Et c'est ainsi que cela se passe. Les schémas observés reproduisent ce qui a déjà été vu par le passé : a) usage arbitraire de la force qui a entraîné des pertes de vies humaines et des personnes blessées ; b) détentions arbitraires et disparitions forcées ; c) poursuites judiciaires et harcèlements contre des personnes perçues comme opposantes et contre des volontaires électoraux. Le régime appelle cela “opération tun-tun”, frapper à la porte des maisons des témoins électoraux qui ont facilité les procès électoraux à la campagne d'Edmundo González et les enlever; d) censure et restrictions aux libertés d'expression, d'association et de réunion pacifique ; et e) obstacles à l'activité des défenseurs des droits de l'homme.

Ainsi, la répression étatique a entraîné la mort d'au moins 23 personnes. Toutes seraient mortes des suites de tirs d'armes à feu, certaines dans le dos ou à la tête. Selon des informations publiques enregistrées par le Mécanisme Spécial de Suivi pour le Venezuela (MESEVE), 10 des décès seraient attribuables aux forces étatiques : huit aux forces militaires et deux à la police. Six des décès seraient attribuables aux “collectifs”, des groupes parapoliciers qui agissent avec le consentement de l'État.

Entre le 28 juillet et le 13 août, des organisations de la société civile ont enregistré au moins 1 393 personnes détenues, dont 182 femmes ; 117 adolescents ; 17 personnes en situation de handicap. Les détentions arbitraires se sont produites parmi des jeunes d'areas urbaines avec des indices élevés de pauvreté.

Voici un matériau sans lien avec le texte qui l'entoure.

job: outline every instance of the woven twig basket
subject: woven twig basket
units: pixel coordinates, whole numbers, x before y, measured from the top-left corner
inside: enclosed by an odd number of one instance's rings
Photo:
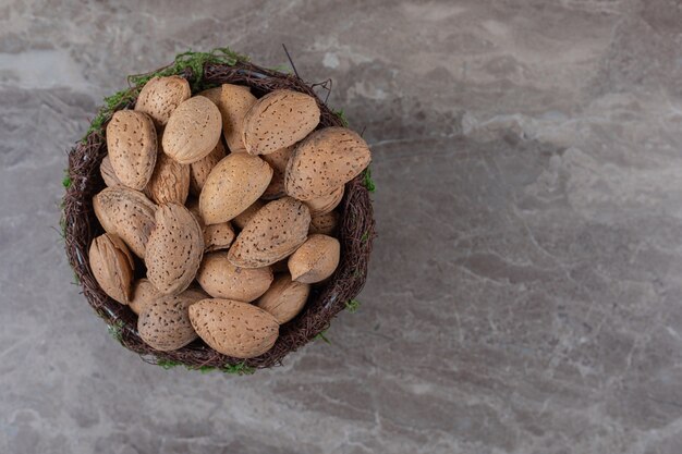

Depuis le 28 juillet, environ 108 cas de violations de la liberté d'expression ont été enregistrés, incluant la détention arbitraire de journalistes et de travailleurs de la presse, l'annulation de passeports, la fermeture de médias, la confiscation d'équipements et la déportation de personnel de presse international.

Dans son récent rapport, où elle fournit ces données, la Commission Interaméricaine des Droits de l'Homme (CIDH) a caractérisé ces crimes comme “terrorisme d'État”, des stratégies visant non seulement à poursuivre des secteurs spécifiques, mais aussi à générer un climat de peur et d'intimidation parmi la population vénézuélienne.

La Procureur de la Cour doit agir avec la force appropriée. Le Venezuela est un cas de crimes contre l'humanité permanents, commis de manière continue depuis au moins une décennie. L'intervention de la Cour vise à réparer ce qui s'est déjà produit, mais aussi à arrêter ce qui est sur le point de se produire : plus de répression, de morts et de tortures.

Maduro a confessé, il demande à cor et à cri un mandat d'arrêt. Le procureur doit émettre ce mandat d'urgence. La justice peut être lente, mais la justice retardée n'est pas justice. Au contraire, c'est de l'impunité, un incitatif à continuer à commettre ces crimes.